後輩となる二人と対面し、偉そうに腕を組む。そして顎を突き出し見下ろすような形で教えを説いている。

対して後輩二人は足を大きく広げ、後ろに手を回している。まるで応援団のようだ。

初々しさを微塵も感じさせないお門違いな光景だった。


ちなみに後輩二人とは中学の柔道部からのつきあいである。

男気あふれる大吾に惹かれたずんぐりの和也とヒョロ長の智樹は、兄貴と慕い

高校までついてきたのだ。

人生の肝心な分岐点をも迷わず決めてしまうほどの彼らの崇めたてる眼差しに、大吾は悪い気はしなかった。むしろ誇らしく思っている。

俺を慕って入学したからには、ダサいところは見せられないな。と密かに思う所存であった。



「まず初めに、この学校は男子校だった中学と違って共学だ。

お前たちのことだ、おおかた色恋まみれのムフフな展開を空想しているのだろう。

まぁ男子校出身なら無理のない事だ」



出し抜けに何を言い出すんだと当惑の表情を浮かべる二人。


「い、いや俺は別に」「俺もそんなこと考えてないっす」

「嘘をつくな」言下に否定した。

「は、はぁ」


「いいか共学ってことは女と接することは山ほどあるだろう。

断言するが女性経験のないお前らはそこらの女に鼻を伸ばすことになる。

次いで女のけつを追っかけて、あわよくば密会にふけたいと思う。

元来なら、かような色事は自然の摂理。だがしかし」

一泊おいて目を見開いた。


「俺の舎弟になる以上、

そういう浮ついたことは一切許さん。

俺は女に入れ込むだせい男が大っ嫌いなんだ」


後進二人はキョトンとした顔で、お互いを見交わす。


「あのー。大事な教訓ってのはそのことで?」


先に口を開いたのは智樹の方だった。

「ええと要するに女に浮かれるなってことですか?」


和也も続く


「あぁ、そうだ重要なことだからな」

さも当然と大吾は言った。



尊敬している大吾がなぜこのような事を教訓にしているのか、

二人は熟慮した。やがてある答えに察した。

たぶんこの人、拗らせた童貞だ。



予想は当たっていた。硬派に生き抜く大吾は生まれてこのかた女子と付き合ったことがない。
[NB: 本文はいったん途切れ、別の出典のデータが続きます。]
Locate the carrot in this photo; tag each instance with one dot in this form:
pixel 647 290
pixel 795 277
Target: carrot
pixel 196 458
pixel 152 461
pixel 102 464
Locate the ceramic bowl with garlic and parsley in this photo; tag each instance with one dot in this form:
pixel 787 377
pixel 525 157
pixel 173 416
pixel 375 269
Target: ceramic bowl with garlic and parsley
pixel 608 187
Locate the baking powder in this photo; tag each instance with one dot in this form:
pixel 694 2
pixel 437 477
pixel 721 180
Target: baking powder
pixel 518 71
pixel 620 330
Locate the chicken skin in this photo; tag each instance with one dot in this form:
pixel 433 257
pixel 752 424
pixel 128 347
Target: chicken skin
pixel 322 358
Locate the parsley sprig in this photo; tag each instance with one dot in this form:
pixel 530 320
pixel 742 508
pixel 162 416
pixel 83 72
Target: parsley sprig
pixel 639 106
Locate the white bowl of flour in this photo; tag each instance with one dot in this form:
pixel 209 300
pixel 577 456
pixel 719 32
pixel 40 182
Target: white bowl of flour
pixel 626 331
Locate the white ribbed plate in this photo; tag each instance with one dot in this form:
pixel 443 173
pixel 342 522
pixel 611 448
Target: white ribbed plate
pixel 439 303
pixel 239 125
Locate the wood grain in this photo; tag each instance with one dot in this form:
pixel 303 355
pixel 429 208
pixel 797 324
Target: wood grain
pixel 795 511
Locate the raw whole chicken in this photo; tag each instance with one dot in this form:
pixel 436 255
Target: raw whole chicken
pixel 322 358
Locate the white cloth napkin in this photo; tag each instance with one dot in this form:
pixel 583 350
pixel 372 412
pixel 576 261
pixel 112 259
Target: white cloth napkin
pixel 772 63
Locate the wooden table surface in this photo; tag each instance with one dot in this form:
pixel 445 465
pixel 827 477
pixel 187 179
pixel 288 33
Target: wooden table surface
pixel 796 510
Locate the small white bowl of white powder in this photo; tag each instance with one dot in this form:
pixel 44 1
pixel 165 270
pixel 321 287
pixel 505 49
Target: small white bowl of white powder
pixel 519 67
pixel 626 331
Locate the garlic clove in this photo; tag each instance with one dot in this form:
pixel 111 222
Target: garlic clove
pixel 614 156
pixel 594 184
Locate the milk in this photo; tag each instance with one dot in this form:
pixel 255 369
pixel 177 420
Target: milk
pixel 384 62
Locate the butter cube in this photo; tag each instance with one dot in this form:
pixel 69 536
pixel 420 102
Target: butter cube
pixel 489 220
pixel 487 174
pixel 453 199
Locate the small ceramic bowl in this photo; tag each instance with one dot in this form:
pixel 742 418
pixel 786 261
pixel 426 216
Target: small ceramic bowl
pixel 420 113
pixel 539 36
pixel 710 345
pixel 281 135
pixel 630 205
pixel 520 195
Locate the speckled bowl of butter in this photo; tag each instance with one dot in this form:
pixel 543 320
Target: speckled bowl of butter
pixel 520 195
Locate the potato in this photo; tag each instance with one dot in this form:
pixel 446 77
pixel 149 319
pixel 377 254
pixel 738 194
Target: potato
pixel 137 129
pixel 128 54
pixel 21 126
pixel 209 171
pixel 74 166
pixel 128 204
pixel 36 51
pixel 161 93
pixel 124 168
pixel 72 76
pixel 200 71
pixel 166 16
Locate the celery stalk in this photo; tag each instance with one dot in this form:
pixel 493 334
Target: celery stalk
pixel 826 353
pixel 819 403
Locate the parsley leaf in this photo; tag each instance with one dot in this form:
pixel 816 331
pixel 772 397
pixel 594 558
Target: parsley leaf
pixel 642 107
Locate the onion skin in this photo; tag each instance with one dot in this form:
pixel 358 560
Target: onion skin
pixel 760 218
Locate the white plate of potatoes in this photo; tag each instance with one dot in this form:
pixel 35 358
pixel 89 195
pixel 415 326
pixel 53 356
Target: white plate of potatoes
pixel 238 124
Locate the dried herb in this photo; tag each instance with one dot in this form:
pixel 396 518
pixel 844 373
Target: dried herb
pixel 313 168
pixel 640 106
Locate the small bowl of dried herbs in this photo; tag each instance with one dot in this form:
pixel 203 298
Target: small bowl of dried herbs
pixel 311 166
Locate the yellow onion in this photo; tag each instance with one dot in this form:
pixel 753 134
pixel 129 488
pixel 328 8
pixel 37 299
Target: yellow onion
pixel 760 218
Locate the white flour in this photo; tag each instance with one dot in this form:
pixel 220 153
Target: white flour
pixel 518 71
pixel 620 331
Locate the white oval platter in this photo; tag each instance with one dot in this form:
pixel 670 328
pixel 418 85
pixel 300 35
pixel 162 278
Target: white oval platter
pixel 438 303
学園では彼を慕い周りに集う者もいるがもれなく全員男だ。

柔道一筋で己に厳しく取り組む姿は同性から共鳴を得られるのだが、

女子から見たら男臭くて近寄りがたいのだろう。


本人も当初はそんなもんだろうと気にしてもなかったが、

彼のクラスの軟派な男が女子と戯れてるのを何度も目の当たりにするたびに、

無意識にもその男に嫉妬心を抱いたのだ。

彼も多感な時期なので多少は異性に興味はあるものの、全くと言っていいほどモテない。

俺は腕っ節も知性も男らしさもある。あんなチャラついた野郎なんかより男として格が上だ。
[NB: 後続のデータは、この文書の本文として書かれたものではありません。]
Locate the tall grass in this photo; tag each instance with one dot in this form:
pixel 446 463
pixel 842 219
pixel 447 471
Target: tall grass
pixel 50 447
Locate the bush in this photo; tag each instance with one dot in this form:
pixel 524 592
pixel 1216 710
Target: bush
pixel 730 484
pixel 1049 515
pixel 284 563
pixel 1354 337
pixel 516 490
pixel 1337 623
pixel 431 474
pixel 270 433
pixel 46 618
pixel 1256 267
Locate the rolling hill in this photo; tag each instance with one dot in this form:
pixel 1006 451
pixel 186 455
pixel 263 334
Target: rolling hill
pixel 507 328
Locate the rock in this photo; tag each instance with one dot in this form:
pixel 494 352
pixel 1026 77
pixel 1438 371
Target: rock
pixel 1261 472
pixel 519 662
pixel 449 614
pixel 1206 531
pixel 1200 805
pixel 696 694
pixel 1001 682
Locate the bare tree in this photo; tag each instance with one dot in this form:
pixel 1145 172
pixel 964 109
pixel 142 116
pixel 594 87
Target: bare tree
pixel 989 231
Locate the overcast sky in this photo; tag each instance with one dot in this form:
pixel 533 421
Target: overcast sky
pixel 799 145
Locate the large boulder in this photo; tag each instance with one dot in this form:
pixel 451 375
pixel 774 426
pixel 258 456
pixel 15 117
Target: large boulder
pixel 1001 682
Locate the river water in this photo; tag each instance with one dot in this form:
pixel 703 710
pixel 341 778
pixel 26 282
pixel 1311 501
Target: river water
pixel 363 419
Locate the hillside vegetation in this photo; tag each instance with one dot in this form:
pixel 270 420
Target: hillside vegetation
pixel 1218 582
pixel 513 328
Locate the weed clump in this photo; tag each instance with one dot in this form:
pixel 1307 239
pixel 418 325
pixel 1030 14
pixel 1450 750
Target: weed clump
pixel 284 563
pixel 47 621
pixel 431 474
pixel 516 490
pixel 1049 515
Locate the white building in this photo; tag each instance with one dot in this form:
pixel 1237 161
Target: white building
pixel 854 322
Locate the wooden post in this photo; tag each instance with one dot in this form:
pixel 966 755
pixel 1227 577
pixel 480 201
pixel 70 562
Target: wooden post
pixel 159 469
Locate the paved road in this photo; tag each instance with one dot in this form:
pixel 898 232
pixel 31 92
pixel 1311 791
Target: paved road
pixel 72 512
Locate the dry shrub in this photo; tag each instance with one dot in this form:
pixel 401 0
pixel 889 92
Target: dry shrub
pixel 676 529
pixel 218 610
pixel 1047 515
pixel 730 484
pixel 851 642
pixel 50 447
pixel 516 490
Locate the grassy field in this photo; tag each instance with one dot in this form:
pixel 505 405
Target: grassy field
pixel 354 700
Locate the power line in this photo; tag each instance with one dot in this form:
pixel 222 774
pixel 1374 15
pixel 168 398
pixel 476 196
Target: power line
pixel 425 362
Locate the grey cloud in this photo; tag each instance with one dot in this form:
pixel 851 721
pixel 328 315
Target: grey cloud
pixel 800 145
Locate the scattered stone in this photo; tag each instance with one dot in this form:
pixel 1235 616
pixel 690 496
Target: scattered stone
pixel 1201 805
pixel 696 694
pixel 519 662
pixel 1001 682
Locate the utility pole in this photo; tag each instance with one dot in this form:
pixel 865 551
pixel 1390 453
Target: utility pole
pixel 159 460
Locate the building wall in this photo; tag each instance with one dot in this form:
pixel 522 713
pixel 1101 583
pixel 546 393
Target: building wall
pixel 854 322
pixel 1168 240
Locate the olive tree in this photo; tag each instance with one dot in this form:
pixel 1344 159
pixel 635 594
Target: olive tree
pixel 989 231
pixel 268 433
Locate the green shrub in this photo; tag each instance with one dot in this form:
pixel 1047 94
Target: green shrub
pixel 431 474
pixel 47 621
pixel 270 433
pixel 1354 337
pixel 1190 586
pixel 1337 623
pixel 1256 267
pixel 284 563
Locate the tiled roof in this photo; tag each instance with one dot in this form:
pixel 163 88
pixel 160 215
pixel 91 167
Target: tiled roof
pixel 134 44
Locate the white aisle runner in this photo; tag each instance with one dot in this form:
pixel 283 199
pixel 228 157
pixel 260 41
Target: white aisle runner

なのに女どもは俺に見向きもしない。このわからずやめ。

そんなもどかしさが仇となって、拗らせていったのである。


「だ、大吾の兄貴の考えは理解しました。

その教えを全うしたいとおもいます」


「お、俺も女子にうつつをぬかすような事はしません」


態度に軽い怯えが混合している。だがそんな機微は大吾には伝わらない。

二人の藪蛇を突かぬような言動に彼は満足し笑みをみせた。


「分かればいいんだ。よしじゃあ今から道場に案内してやるから着いてこい」


傲然と言い放った大吾は上機嫌になって校門もくぐり闊歩する。

呆気にとられた二人も戸惑いながらも追従していった。



「大吾の兄貴しばらく見ねえうちに随分拗らせてしまったな」 


「だな共学ってのはあんなに人を変えちまうんだな」


「俺らも気をつけなくちゃな」


後輩達が拗らせ男の豹変ぶりをコソコソ話しながら歩いていた。

そうなるのは無理もないが話に気を取られていた智樹が前方不注意で

衝突した。大きな弾力壁にぶつかったように反動で後ろに倒れてしまった。


「どうしたんですか兄貴こんなとこで立ち止まったりして?」


倒れた智樹を華麗にスルーし、あけすけに和也が尋ねる。けれどもいくら待っても返事はなかった。

疑問に思い大吾の前に回り込んでみると団栗眼を剥き出し、愕然とした表情で佇んでいる。

まるで時が止まったかのようだ。

目線は上を向いており三白眼になっていた。


なにをそんな一心不乱に。和也は気になって釘付けになっている大吾の視線の先を辿っていく。

方角のからして校舎の2階だ。窓ガラスの向こうに女子生徒が見える。

華奢な体つきで無垢そうな雰囲気を醸し出しており、

ボブカットの黒髪を手ぐしでほぐしている。

目線の位置的にこの女の人で間違いなさそうだが、知己なのだろうか?


「あの女の人がどうかしたんすか」


大吾に向かって有体に疑問をぶつけた。


だが今だに無言を貫いている。

代わりに「なにー。女の話?どれどれ」と、起き上がった智樹が事情もわからず

興味津々と近寄ってきた。

「お前は黙ってろよ」ぞんざいに智樹の馬面を押さえつけた。


そうこうしていると沈黙を徹していた男が口を開いた。

「俺は運命の出会いに立ち会ってしまった」


「え?なんて言ったんすか」顔にそぐわぬ言葉に和也は思わず聞き返した。



「お前らにさっき言った教訓のことなんだが」

それに構わず大吾が神妙な面持ちで二人に顔も向けずに続ける。

二人は息を呑んで聴き入った。


「前言撤回する」


和也は諸々察した後、頷いたが智也は混迷とした表情になった。